Definition
The altitude at which a specified indicated airspeed (in knots) and a specified Mach number represent the same true airspeed. Below this altitude, the airspeed limit governs; above it, the Mach limit governs.
Plain English
The height at which a pilot stops controlling speed by knots and starts controlling it by Mach number. Below it, you watch the airspeed indicator. Above it, you watch the Mach indicator.
Context Anchor
Seen in high-altitude climb and descent planning, especially in turbine and jet aircraft speed schedules.
Derivation
From 'cross over,' meaning to switch from one thing to another.

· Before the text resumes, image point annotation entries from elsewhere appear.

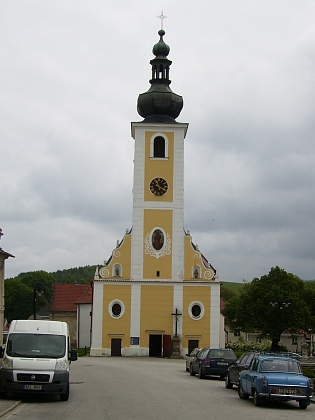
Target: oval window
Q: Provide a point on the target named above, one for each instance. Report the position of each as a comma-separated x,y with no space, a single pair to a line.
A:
157,239
196,310
116,308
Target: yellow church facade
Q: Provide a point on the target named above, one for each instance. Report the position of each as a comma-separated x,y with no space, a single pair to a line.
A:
157,295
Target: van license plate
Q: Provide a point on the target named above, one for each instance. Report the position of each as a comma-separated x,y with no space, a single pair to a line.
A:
34,387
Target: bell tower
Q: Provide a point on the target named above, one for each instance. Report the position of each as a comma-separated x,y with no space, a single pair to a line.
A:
157,246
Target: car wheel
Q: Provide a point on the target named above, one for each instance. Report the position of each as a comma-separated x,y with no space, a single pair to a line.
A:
228,384
242,394
257,399
191,371
303,404
200,374
65,396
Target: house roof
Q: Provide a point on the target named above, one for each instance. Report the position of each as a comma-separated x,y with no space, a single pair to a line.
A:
65,296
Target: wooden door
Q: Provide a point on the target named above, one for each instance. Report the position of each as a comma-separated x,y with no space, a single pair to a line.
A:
167,345
116,347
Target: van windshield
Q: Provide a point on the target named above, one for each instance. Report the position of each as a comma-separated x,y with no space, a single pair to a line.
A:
36,345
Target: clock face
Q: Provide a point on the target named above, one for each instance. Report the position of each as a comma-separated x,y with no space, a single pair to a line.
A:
158,186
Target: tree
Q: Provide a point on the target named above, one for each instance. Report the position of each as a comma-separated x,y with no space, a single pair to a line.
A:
226,294
271,305
34,278
18,300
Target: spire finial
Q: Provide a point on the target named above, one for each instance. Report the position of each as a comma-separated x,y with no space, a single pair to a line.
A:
162,17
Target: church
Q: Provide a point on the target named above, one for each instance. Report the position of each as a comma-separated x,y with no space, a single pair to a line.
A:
157,295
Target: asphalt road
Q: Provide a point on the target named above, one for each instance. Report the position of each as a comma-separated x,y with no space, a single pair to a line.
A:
147,388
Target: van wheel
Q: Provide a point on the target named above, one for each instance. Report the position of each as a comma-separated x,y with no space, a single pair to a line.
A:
191,371
303,404
65,396
200,374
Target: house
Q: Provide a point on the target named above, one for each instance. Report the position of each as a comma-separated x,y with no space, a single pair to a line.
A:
71,303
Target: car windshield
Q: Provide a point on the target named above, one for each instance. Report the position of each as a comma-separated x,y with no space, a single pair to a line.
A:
278,365
36,345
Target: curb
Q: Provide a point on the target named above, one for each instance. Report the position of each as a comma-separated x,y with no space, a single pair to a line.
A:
7,410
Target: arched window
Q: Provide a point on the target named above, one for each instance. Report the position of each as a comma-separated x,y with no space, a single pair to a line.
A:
196,272
117,270
159,147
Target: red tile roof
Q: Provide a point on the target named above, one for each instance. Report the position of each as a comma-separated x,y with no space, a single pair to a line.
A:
65,296
86,297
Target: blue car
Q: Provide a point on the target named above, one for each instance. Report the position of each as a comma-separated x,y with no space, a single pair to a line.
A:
275,378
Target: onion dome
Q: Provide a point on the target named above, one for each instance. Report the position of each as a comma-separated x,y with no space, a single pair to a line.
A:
160,103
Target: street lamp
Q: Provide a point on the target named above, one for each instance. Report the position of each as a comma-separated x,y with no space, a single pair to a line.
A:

At this altitude, the pilot crosses over from using indicated airspeed as the limiting reference to using Mach number.
Why Pilots Care
Maintaining the correct speed schedule across this altitude protects performance, fuel efficiency, and handling margins.
Intuition Check
Crossover altitude is not an altitude where flight paths cross. It is the altitude where two speed references match and the speed schedule changes from one reference to the other.
Example Sentence 1
Climbing through the crossover altitude, the pilot transitioned from holding 280 knots to holding Mach 0.74.
Example Sentence 2
On descent the pilot held Mach 0.78 until passing through crossover altitude, then shifted to a constant 280-knot indicated airspeed.